Home is Where's The Whaler album cover of a beached whale on wires

yes! yes! a thousand times yes to Home is Where’s “The Whaler”

More than twenty years after the American tragedy that was 9/11, its echos continue to ripple across American culture. But no band has captured the post-9/11 world in the same way as Brandon MacDonald’s Home is Where. Their Summer 2023 release, “The Whaler”, is their crushing comeback from the already emo classic debut, “I Became Birds”. Her distinct screaming vocals cut through the cluttered but necessary instrumentals to reach directly into your soul.

The album ranges from the energetic highs like “yes! yes! a thousand times yes!” to the somber low reached in “9/12”, having only one line, “In dawn, September 12, 2001, everyone went back to work.” MacDonald’s vocals aren’t the only striking part of the ensemble, Tilley Komorny’s twinkly guitar lifts up the heavy vocals and provides a freshness in the bleakness of the lyrics.
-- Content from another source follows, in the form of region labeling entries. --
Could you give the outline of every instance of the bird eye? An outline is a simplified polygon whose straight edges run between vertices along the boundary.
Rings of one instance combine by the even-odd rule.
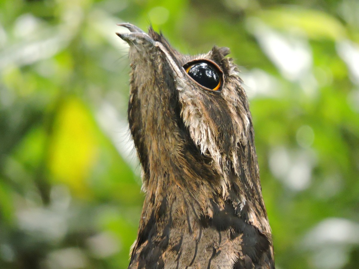
[[[222,84],[223,73],[214,63],[207,61],[192,62],[183,67],[190,76],[203,87],[216,91]]]

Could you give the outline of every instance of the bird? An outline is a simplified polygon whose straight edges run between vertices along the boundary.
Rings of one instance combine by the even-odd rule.
[[[229,49],[182,54],[151,27],[129,45],[128,120],[145,194],[128,268],[275,268],[248,101]]]

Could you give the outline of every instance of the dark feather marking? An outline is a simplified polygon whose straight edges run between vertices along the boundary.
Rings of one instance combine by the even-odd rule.
[[[191,263],[190,264],[189,266],[191,266],[193,264],[193,263],[195,261],[195,260],[196,259],[196,256],[197,255],[197,250],[198,250],[198,241],[196,240],[196,248],[195,249],[195,255],[193,256],[193,259],[192,259],[192,261],[191,262]]]
[[[212,247],[212,249],[213,250],[213,252],[212,253],[212,256],[211,256],[211,258],[209,258],[209,260],[208,261],[208,266],[207,266],[207,269],[210,269],[211,262],[212,261],[212,259],[213,259],[216,255],[216,254],[217,253],[217,251],[216,250],[216,249],[214,246]]]

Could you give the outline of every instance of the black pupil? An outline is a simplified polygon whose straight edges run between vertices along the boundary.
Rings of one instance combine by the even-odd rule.
[[[188,74],[202,86],[210,89],[217,87],[220,77],[217,69],[206,62],[195,63],[188,71]]]

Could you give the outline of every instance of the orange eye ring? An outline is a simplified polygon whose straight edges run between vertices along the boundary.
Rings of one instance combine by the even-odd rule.
[[[216,63],[210,60],[195,60],[187,63],[183,67],[193,81],[206,90],[218,91],[224,81],[222,70]]]

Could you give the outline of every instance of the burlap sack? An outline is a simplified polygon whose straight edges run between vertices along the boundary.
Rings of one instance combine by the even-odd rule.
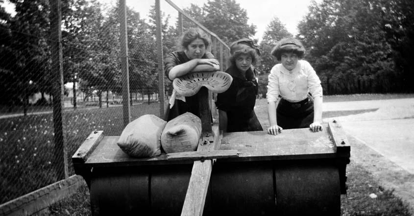
[[[167,123],[161,134],[161,146],[167,153],[194,151],[201,134],[200,118],[186,112]]]
[[[172,87],[180,95],[190,97],[196,94],[203,86],[214,93],[224,92],[232,82],[233,77],[224,72],[198,72],[174,79]]]
[[[117,144],[136,157],[156,157],[161,153],[160,138],[167,122],[154,115],[144,115],[128,124]]]

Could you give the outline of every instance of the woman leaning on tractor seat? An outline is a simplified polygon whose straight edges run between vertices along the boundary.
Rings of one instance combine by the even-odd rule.
[[[268,131],[271,134],[294,128],[322,130],[322,86],[309,63],[301,60],[304,53],[302,43],[293,38],[281,40],[271,51],[281,63],[272,68],[268,77]],[[313,102],[307,97],[309,92]],[[276,108],[279,96],[282,98]]]
[[[191,28],[187,31],[180,40],[183,50],[172,52],[165,58],[166,75],[172,81],[191,72],[219,70],[219,61],[206,51],[210,44],[208,37],[200,29]],[[170,100],[172,107],[167,109],[165,120],[169,121],[186,112],[200,117],[196,95],[185,97],[184,102],[178,99],[184,99],[184,96],[174,94]]]
[[[226,91],[218,94],[216,102],[220,130],[224,132],[263,130],[253,109],[258,89],[256,70],[252,66],[258,58],[256,47],[248,39],[230,45],[231,66],[226,72],[233,77],[233,82]]]

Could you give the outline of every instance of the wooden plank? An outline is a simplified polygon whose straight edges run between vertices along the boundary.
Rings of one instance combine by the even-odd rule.
[[[194,162],[181,216],[202,216],[211,171],[212,160]]]
[[[203,90],[203,88],[205,89]],[[216,150],[219,148],[221,136],[219,130],[218,124],[212,125],[209,107],[208,90],[203,87],[200,89],[198,94],[202,131],[197,151]],[[181,212],[182,216],[203,215],[211,171],[213,170],[213,160],[194,162]]]
[[[72,156],[72,162],[73,163],[85,163],[88,160],[89,155],[102,140],[103,138],[103,130],[95,130],[91,133],[74,154]]]
[[[205,137],[208,142],[213,138],[216,141],[211,150],[238,151],[238,157],[222,158],[225,161],[251,161],[268,160],[302,159],[335,158],[338,156],[335,146],[330,138],[328,126],[324,125],[323,131],[317,133],[308,129],[284,130],[277,136],[267,134],[265,131],[225,133],[219,132],[218,123],[212,126],[213,134]],[[216,135],[217,134],[217,135]],[[122,166],[146,166],[165,164],[188,164],[191,160],[168,160],[165,154],[158,157],[134,158],[128,156],[117,145],[119,136],[104,136],[92,154],[85,165],[88,167],[122,167]],[[200,150],[209,150],[210,145],[200,145]]]
[[[224,45],[224,46],[225,46],[225,47],[226,47],[226,48],[227,48],[229,50],[230,50],[230,47],[229,47],[228,45],[227,45],[227,44],[226,44],[226,43],[224,43],[224,42],[223,42],[223,41],[222,41],[221,39],[220,39],[220,38],[219,38],[219,36],[217,36],[216,34],[214,34],[214,33],[212,32],[211,32],[211,31],[210,31],[209,30],[208,30],[208,28],[206,28],[205,27],[204,27],[204,25],[203,25],[201,24],[199,22],[197,22],[197,21],[196,21],[195,20],[195,19],[194,19],[194,18],[193,18],[191,17],[191,16],[190,16],[190,15],[188,15],[187,13],[186,13],[185,12],[184,12],[184,11],[183,11],[183,10],[181,10],[181,8],[180,8],[179,7],[178,7],[178,6],[177,6],[177,5],[175,5],[175,4],[174,4],[174,3],[173,3],[173,2],[172,2],[172,1],[170,1],[170,0],[165,0],[165,1],[167,1],[167,3],[168,3],[169,4],[170,4],[170,5],[171,5],[172,7],[173,7],[173,8],[174,8],[175,10],[177,10],[177,11],[178,11],[179,13],[181,13],[181,14],[182,14],[183,15],[184,15],[185,17],[186,17],[187,19],[188,19],[189,20],[190,20],[190,21],[191,21],[193,22],[194,22],[194,23],[195,23],[196,25],[197,25],[198,27],[199,27],[200,28],[201,28],[202,29],[203,29],[203,30],[204,30],[204,31],[205,31],[206,32],[207,32],[207,33],[209,33],[209,34],[210,34],[210,35],[212,35],[213,36],[214,36],[214,37],[215,37],[216,38],[217,38],[217,40],[219,40],[219,42],[221,42],[222,43],[223,43],[223,45]]]
[[[0,216],[34,215],[76,193],[84,181],[80,175],[72,175],[0,205]]]
[[[337,153],[350,154],[351,146],[342,126],[335,120],[328,122],[328,126]]]
[[[128,33],[127,32],[126,5],[125,0],[120,0],[120,44],[121,46],[121,80],[122,81],[122,108],[123,127],[131,121],[129,98],[129,66],[128,56]]]
[[[158,63],[158,101],[160,103],[160,117],[164,119],[165,114],[165,87],[164,86],[164,54],[163,54],[162,22],[160,0],[155,0],[155,21],[157,26],[157,58]]]
[[[237,150],[212,150],[200,151],[186,151],[167,154],[169,160],[205,160],[212,159],[238,157],[240,152]]]

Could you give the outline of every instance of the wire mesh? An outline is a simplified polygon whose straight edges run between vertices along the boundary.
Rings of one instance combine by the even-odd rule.
[[[74,174],[70,157],[92,131],[119,135],[123,125],[118,1],[73,1],[71,13],[63,11],[62,18],[62,124],[69,175]],[[34,6],[25,6],[37,11],[33,17],[17,12],[10,20],[0,20],[5,36],[0,41],[0,203],[60,180],[53,161],[51,95],[56,72],[51,69],[47,22],[34,19],[41,13]],[[155,22],[129,7],[127,14],[131,119],[159,116]],[[184,25],[184,30],[190,25]],[[178,49],[179,32],[176,27],[163,31],[166,55]],[[212,40],[211,52],[224,71],[229,51],[214,36]],[[171,82],[165,79],[164,86],[168,102]]]

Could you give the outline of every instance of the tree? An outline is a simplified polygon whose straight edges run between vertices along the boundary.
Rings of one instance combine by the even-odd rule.
[[[235,0],[209,0],[202,9],[206,16],[201,24],[228,44],[256,33],[256,26],[247,24],[246,10]]]
[[[315,1],[299,24],[306,58],[325,94],[399,90],[399,72],[384,31],[383,5],[371,0]]]
[[[266,27],[263,34],[260,48],[261,52],[261,65],[259,71],[268,73],[276,63],[276,58],[270,55],[270,52],[277,42],[282,38],[292,37],[285,25],[277,17],[274,17]]]

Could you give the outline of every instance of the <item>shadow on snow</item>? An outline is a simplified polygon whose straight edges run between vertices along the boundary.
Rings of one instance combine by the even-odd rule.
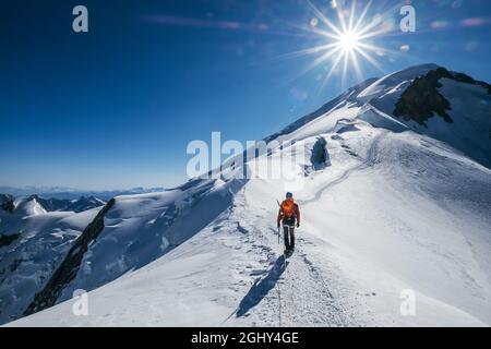
[[[252,308],[258,305],[264,297],[275,287],[282,274],[285,272],[285,256],[278,257],[266,277],[260,277],[254,281],[249,292],[242,299],[236,316],[244,316]]]

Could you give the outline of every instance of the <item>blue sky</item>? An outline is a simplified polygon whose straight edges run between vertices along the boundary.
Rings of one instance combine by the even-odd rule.
[[[330,1],[312,2],[337,23]],[[364,22],[397,3],[374,1]],[[71,29],[76,4],[89,33]],[[411,4],[416,33],[400,33],[392,11],[393,31],[369,40],[390,50],[374,55],[384,72],[434,62],[491,81],[490,1]],[[0,11],[0,185],[172,186],[187,180],[190,141],[262,139],[359,80],[348,70],[343,83],[337,69],[323,85],[331,60],[301,74],[316,56],[287,55],[328,41],[306,29],[316,16],[303,0],[31,0]],[[360,62],[366,79],[383,75]]]

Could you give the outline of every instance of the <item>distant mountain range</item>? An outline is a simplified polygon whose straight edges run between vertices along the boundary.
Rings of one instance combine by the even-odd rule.
[[[0,186],[0,194],[8,194],[13,196],[31,196],[39,195],[44,198],[58,200],[77,200],[82,196],[95,196],[104,201],[108,201],[119,195],[134,195],[144,193],[154,193],[165,191],[164,188],[132,188],[128,190],[108,190],[108,191],[83,191],[65,186]]]

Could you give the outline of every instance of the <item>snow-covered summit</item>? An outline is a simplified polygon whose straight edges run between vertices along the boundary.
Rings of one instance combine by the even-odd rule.
[[[304,183],[286,268],[275,218],[288,182],[232,170],[93,212],[15,314],[45,310],[11,325],[489,326],[487,86],[415,67],[267,137],[312,153],[298,163],[278,148],[244,165],[290,161]],[[75,289],[91,291],[88,316],[72,313]],[[400,312],[405,294],[415,316]]]

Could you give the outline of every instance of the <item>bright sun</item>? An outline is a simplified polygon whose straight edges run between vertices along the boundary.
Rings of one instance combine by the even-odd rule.
[[[359,49],[359,35],[352,32],[346,32],[338,36],[338,46],[345,51],[350,52],[355,49]]]
[[[320,35],[325,38],[326,41],[319,46],[288,53],[290,57],[302,55],[318,56],[302,73],[320,65],[328,67],[328,72],[322,84],[322,86],[324,86],[330,77],[335,72],[338,72],[337,68],[342,65],[340,73],[343,85],[345,85],[347,81],[347,75],[351,73],[355,73],[357,79],[362,81],[363,74],[359,62],[360,58],[368,61],[378,70],[383,71],[372,53],[375,56],[385,56],[385,53],[390,51],[370,44],[369,40],[378,36],[383,36],[392,31],[391,27],[385,25],[391,13],[393,13],[392,9],[382,15],[376,15],[370,21],[366,21],[372,1],[369,1],[359,14],[356,13],[356,0],[351,0],[349,10],[343,9],[342,4],[336,2],[336,5],[333,9],[337,14],[338,23],[334,24],[323,12],[315,8],[310,0],[307,0],[307,2],[313,10],[315,17],[310,21],[310,26],[304,29],[315,35]]]

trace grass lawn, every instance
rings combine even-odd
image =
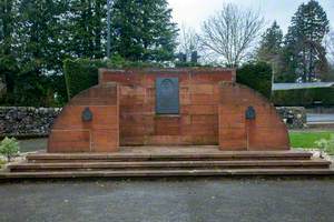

She also contributes kaleidoscopic texture through her various other parts, which her credits list as “piano, organ, backing vox, banjo, tambourine, jingle bells, mandolin fingers, tape loops, breaking stuff.”

MacDonald isn’t credited as the lead vocalist, but rather as a “tantrum” which accurately describes the purgative nature of this album. Her lyricism leaves you feeling raw, with her uncomfortable imagery sewn together to form lines like “spitting teeth into each other’s mouths back and forth until we make a smile” and “we don a regalia of useless genitalia.” This amalgam of bleak emo catharsis makes Home is Where’s first full length studio album, a bewitching sequel to “I Became Birds.”